May 06, 2002

John Leo discovers weblogs

Conservative columnist John Leo discovers weblogs:

Political bloggers are overwhelmingly right of center, either conservative or libertarian. The conventional wisdom is that the strong rightward tilt is a reaction against the mandatory liberalism of the modern newsroom.

While this may be true now, it hasn't been the case for very long. Obviously Mr. Leo missed the Golden Age of Weblogs, where I could count on one hand the number of bloggers I would consider "right of center."

(Of the 23 blogs listed in jjg's "ye olde skool" list - the only onces known to exist in the beginning of 1999 - only Wes Felter could be considered libertarian, and none would be anywhere close to conservative.)

Now, and especially since September 11, conservatives have discovered weblogs, and they've taken weblogs to the next step - by and large, they're more prolific than the old school, and for the moment, they've embraced causes which are widely popular even outside the conservative school. The combination of volume and consevative populism had made the new wave of webloggers a formidable force. As more readers discover weblogs for the first time - including journalists - they inevitably stumble across the high-volume sites that everyone else is linking to in a frenzy of head-nodding and high-fiving.

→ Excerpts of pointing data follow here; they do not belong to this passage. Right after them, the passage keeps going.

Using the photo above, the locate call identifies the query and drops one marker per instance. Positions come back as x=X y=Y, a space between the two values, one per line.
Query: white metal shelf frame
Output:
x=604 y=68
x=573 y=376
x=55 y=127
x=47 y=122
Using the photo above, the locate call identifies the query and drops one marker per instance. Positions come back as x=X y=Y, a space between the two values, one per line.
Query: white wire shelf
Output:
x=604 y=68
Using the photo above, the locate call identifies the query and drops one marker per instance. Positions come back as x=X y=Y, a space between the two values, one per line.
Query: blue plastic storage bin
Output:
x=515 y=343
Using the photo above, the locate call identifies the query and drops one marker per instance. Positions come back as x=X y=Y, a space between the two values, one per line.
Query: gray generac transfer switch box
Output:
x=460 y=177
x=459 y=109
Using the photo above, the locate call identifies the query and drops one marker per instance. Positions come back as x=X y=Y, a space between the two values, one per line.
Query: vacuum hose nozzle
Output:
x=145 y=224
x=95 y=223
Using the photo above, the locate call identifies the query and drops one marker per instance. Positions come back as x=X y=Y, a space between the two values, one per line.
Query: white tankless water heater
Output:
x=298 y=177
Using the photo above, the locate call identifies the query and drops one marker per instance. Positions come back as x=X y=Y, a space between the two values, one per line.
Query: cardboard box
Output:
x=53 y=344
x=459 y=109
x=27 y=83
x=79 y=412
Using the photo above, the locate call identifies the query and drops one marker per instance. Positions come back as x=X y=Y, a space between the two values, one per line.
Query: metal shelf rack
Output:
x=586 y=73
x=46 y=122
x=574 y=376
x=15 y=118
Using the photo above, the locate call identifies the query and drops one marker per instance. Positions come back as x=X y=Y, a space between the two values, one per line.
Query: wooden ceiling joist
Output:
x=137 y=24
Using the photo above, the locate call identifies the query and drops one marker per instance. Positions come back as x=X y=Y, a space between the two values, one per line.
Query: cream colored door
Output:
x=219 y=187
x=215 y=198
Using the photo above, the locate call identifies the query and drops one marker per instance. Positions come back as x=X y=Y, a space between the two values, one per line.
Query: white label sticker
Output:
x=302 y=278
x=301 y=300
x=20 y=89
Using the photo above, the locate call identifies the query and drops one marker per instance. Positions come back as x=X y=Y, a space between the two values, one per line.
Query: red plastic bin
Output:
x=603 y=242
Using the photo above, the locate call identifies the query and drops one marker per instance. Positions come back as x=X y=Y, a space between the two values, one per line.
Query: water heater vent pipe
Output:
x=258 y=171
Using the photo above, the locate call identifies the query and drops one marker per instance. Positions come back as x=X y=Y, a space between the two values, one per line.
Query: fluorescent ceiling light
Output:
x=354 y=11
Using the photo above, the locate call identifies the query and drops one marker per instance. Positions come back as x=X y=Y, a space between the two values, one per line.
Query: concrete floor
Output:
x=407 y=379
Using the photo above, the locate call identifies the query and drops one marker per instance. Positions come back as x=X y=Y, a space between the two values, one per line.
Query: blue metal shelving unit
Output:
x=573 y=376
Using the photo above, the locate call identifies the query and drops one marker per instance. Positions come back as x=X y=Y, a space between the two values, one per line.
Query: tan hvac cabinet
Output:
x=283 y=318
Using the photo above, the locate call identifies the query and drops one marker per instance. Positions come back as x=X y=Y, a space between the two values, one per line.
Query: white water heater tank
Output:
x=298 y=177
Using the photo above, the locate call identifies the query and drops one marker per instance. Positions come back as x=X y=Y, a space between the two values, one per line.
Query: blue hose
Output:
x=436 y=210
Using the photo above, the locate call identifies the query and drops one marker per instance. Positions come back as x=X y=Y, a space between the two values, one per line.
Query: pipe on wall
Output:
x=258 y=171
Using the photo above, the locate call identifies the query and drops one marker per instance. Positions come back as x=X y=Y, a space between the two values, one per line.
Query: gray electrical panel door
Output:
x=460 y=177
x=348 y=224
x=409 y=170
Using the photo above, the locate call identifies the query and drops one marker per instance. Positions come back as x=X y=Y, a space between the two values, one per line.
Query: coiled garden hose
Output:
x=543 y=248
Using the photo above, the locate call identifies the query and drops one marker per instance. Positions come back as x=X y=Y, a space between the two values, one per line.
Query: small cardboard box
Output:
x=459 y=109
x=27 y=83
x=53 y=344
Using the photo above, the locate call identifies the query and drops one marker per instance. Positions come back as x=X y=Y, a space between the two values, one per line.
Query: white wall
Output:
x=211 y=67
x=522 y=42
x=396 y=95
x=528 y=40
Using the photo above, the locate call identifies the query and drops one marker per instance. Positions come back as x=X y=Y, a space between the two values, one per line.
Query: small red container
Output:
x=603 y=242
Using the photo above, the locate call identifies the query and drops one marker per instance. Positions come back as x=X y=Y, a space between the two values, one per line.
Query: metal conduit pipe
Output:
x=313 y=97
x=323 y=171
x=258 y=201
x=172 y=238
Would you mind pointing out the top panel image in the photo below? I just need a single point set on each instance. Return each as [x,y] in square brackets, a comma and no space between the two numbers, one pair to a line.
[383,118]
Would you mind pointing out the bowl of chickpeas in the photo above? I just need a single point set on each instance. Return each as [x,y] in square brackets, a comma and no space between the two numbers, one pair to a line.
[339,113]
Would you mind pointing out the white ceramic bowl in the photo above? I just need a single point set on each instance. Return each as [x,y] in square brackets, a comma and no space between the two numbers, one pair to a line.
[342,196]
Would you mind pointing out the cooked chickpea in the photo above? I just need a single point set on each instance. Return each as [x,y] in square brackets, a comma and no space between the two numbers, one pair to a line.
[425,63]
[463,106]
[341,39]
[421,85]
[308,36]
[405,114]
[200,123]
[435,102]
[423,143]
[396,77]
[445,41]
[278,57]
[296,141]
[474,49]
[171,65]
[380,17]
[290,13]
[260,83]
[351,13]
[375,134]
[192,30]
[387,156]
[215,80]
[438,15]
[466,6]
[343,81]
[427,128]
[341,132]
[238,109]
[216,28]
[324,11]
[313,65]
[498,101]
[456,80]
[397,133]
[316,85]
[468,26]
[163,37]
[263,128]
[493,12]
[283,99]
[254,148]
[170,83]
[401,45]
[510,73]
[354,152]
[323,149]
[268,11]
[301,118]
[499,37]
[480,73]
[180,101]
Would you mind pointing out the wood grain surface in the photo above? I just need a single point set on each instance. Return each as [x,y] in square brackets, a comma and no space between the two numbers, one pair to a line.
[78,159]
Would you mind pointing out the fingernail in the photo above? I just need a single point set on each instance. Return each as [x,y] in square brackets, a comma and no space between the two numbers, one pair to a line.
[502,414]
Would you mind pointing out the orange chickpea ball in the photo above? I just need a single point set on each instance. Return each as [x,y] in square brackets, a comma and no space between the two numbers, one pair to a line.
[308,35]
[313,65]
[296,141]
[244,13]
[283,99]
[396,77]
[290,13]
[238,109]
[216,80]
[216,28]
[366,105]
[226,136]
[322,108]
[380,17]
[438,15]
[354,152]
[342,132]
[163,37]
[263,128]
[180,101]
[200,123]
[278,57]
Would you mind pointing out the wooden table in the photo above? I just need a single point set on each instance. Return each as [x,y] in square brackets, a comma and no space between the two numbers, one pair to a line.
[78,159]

So... now the media thinks that conservatives dominate the weblog world. If that's true, is it bad that conservatives have found a voice in blogging? Absolutely not. This last wave of webloggers have offered something the weblog community hasn't seen since the very first wave - a strong contribution to the public discourse. Unlike many of their peers in the intervening time, these bloggers are collectively making an impact on political discourse on the web.